A recent Workplace Relations Commission decision emphasises the importance of employers’ statutory obligations to employees with disabilities. We examine the facts of the case and outline the impact for employers.
The Claimant worked with the Respondent Company (the “Company”) since 2005 as a manufacturing worker. The Company operated on a 24/7 basis, where the Claimant worked a shift cycle. This cycle consisted of a five-week period, which alternated between working days, on-call and night shifts before the cycle would start again.
The Claimant worked for the Respondent on the shift cycle for nine years before taking ill with depression. As a result, she was absent from work on sick leave for 10 months. The Claimant gave evidence of her feeling as though she was “constantly jetlagged” which was caused by the shift cycle.
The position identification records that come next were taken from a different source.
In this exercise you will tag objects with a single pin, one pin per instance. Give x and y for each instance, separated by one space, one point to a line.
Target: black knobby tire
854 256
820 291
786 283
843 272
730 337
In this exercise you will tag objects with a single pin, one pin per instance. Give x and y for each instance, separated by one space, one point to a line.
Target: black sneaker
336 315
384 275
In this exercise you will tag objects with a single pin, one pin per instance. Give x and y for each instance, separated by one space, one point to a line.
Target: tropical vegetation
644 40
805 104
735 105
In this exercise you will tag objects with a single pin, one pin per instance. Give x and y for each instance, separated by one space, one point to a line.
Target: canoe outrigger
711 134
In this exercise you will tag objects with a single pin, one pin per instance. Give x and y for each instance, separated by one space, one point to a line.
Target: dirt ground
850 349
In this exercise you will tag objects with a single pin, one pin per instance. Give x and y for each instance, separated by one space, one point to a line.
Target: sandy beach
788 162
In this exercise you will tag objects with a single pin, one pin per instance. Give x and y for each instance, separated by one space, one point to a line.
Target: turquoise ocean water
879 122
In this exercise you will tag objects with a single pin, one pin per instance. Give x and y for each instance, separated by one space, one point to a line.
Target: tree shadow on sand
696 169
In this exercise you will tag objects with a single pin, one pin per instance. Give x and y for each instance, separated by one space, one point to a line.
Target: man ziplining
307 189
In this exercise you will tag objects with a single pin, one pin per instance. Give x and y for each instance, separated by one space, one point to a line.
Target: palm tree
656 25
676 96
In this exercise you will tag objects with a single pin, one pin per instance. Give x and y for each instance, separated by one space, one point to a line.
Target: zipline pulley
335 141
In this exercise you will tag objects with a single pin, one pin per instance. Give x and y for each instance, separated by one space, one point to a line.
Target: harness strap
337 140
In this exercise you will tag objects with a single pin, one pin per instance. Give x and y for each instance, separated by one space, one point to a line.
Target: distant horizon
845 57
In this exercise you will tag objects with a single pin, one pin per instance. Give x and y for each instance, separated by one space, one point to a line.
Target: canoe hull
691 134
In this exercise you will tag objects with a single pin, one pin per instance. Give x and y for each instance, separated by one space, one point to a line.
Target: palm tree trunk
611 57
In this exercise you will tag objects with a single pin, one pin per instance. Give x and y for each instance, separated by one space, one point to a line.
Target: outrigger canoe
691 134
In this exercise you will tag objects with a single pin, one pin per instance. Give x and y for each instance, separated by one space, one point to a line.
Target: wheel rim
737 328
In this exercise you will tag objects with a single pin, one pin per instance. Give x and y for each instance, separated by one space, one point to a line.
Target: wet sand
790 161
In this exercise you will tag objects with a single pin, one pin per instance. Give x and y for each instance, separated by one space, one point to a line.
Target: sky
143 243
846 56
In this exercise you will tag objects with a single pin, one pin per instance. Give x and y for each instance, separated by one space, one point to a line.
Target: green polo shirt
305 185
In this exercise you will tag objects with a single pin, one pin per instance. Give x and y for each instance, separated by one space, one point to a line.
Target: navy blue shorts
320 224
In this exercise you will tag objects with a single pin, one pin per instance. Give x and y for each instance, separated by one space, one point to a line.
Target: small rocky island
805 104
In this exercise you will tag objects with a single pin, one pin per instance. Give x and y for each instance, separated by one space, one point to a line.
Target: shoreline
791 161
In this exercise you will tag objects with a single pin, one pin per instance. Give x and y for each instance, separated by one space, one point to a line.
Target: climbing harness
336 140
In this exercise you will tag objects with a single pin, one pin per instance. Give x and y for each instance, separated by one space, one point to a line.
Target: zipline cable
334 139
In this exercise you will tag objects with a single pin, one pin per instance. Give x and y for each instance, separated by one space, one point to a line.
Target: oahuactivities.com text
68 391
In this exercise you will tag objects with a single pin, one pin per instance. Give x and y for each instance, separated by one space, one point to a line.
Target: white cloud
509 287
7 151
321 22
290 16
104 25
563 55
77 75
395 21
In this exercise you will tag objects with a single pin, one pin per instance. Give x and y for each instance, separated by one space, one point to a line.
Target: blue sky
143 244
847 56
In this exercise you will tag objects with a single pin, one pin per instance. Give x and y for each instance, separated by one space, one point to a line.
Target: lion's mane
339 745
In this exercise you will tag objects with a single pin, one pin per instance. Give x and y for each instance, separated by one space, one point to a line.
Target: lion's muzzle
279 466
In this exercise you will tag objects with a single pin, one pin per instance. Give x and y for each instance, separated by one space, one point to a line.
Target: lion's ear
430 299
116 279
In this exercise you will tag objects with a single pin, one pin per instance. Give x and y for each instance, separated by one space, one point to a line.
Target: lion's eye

The Claimant attended the Company’s occupational health physician on a number of occasions and a recommendation was made for the Claimant to return to work provided that she could be accommodated by working day shifts.
The Company subsequently discussed this with the Claimant and informed her that, in line with a collective agreement and a Labour Court recommendation, should any vacant day shifts become available, she would have to compete in the same manner for them as her co-workers. The Claimant’s disability would not be taken into consideration.
The WRC considered the relevant provisions of the Employment Equality Acts 1998 – 2015 and, in particular, the degree of reasonable accommodation which must be afforded to an employee with a disability. The WRC expressed the view that reasonable accommodation includes for example, adaptation of patterns of working time and distribution of tasks or the provision of training.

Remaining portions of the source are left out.